If you encounter an error about `libiomp5.dylib already initialized`, set this environment variable:

```bash
export KMP_DUPLICATE_LIB_OK=TRUE
mnemofy transcribe your_file.mp4
```

Or run it inline:

```bash
KMP_DUPLICATE_LIB_OK=TRUE mnemofy transcribe your_file.mp4
```

This is a known issue with multiple OpenMP runtimes being linked (common with ctranslate2/faster-whisper).

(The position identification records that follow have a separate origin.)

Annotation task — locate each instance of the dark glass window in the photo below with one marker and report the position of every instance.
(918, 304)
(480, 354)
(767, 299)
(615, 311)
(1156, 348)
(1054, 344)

### Audio Extraction Issues

#### ffmpeg Not Found

If you see `ffmpeg: command not found`:

**Solution**: Install ffmpeg:
```bash
# macOS
brew install ffmpeg

# Ubuntu/Debian
sudo apt install ffmpeg

# Windows (using Chocolatey)
choco install ffmpeg
```

Verify installation:
```bash
ffmpeg -version
```

#### Unsupported Video Codec

If audio extraction fails with codec errors:

1. Check if the video file is corrupted:
   ```bash
   ffplay your_video.mp4  # Should play without errors
   ```

2. Try converting to a standard format first:
   ```bash
   ffmpeg -i input.mkv -c:v libx264 -c:a aac output.mp4
   mnemofy transcribe output.mp4
   ```

3. Check container format is supported (mp4, mkv, mov, avi, webm)

#### Extracted Audio Quality Issues

If transcription accuracy is poor, the audio extraction might have issues:

- Verify audio channel: mnemofy extracts the first audio track
- For multi-audio files, extract specific track manually:
  ```bash
  ffmpeg -i video.mkv -map 0:a:1 audio.wav  # Extract 2nd audio track
  mnemofy transcribe audio.wav
  ```

## License

MIT License - see LICENSE file for details.